- The Washington Times - Sunday, October 16, 2011

Maryland Gov. Martin O'Malley has issued his version of the state’s congressional redistricting map, making only minor changes to the one submitted to him earlier this month by his five-person advisory committee.

“After serious consideration and a review of all input from citizens across the state and discussions with members of our congressional delegation and the General Assembly, I will be submitting a proposed map, substantially similar to the map developed by the Governor’s Redistricting Advisory Committee, for consideration during the start of [the Assembly’s] special session on Monday,” Mr. O'Malley said Saturday.

The map keeps two black-majority districts and targets a GOP Rep. Roscoe Bartlett, seeking an 11th term in the 6th congressional district, in Western Maryland.

“I’d like to thank the committee for its hard work throughout this process, as well as the citizens who have submitted their comments and suggestions and all of the members of the General Assembly,” said Mr. O'Malley, Democrat. “I am looking forward to working with our legislature next week as we ensure that every citizen is fairly and accurately represented.”

The map restores some of the current 6th district and some of the 8th district. But Joseph Bryce, O'Malley’s chief legislative officer, described the changes as marginal.

“If you held them up side-by-side, I doubt you would be able to pick the changes,” he told reporters after a meeting of the Black Legislative Caucus, which met to discuss the map.
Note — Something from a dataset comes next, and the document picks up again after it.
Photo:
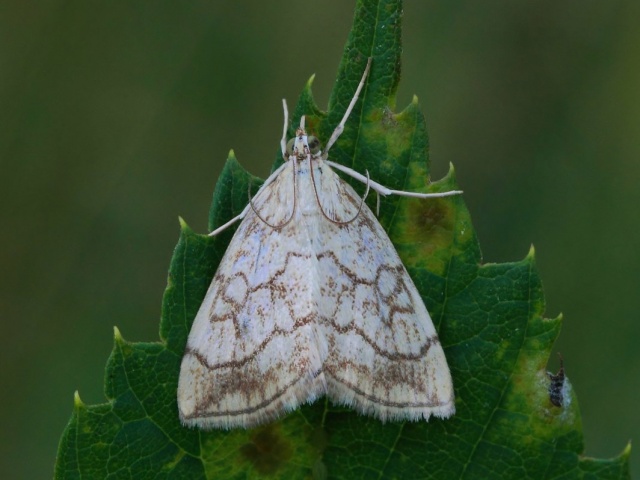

The changes are expected to make the 6th district more competitive for a Democrat. The 8th district is represented by Democratic Rep. Christopher Van Hollen. Democrats hold a 6-2 advantage over Republicans in Maryland’s House delegation.

Democrat Rep. Donna Edward, 4th congressional district, went public last week over concerns that efforts by the Democratic governor and Democrat-controlled Assembly to take Mr. Bartlett’s seat by splitting other districts has weakened the minority votes. She was joined by Democratic lawmakers in Montgomery County who said expressed similar concerns.

The advisory panel also recommended significant changes to Ms. Edward’s district. The change eliminates Montgomery County from the congresswoman’s district. Ms. Edwards is one of two black representatives in Maryland’s congressional delegation. Rep. Elijah Cummings, a Baltimore Democrat, is the other.

Critics of the advisory panel’s recommended map also have argued that the growth of Maryland’s minority population over the past decade means that the state should have three majority-minority congressional districts. But that could have meant significant changes to the districts of Democratic incumbents such as U.S. Rep. Steny Hoyer, a member of the House Democratic leadership.

Ms. Edwards discussed her concerns before the state’s Legislative Black Caucus in Annapolis.
The caucus delayed a vote on whether to support the plan until Monday.

“I think the ultimate goal is just to make sure there’s African-American representation, and I think that this map addresses that, but there are some concerns about certain areas,” said state Sen. Catherine Pugh, a Baltimore Democrat who is the caucus chairwoman. She added that she wasn’t taking a position on the map yet.

Maryland’s congressional districts are being redrawn to conform with population changes in the 2010 census. Supporters of the changes say the new map reflects a demographic shift along the Interstate 270 corridor.
The special session that begins Monday is not expected to last more than several days.

This story is based in part on wire service reports.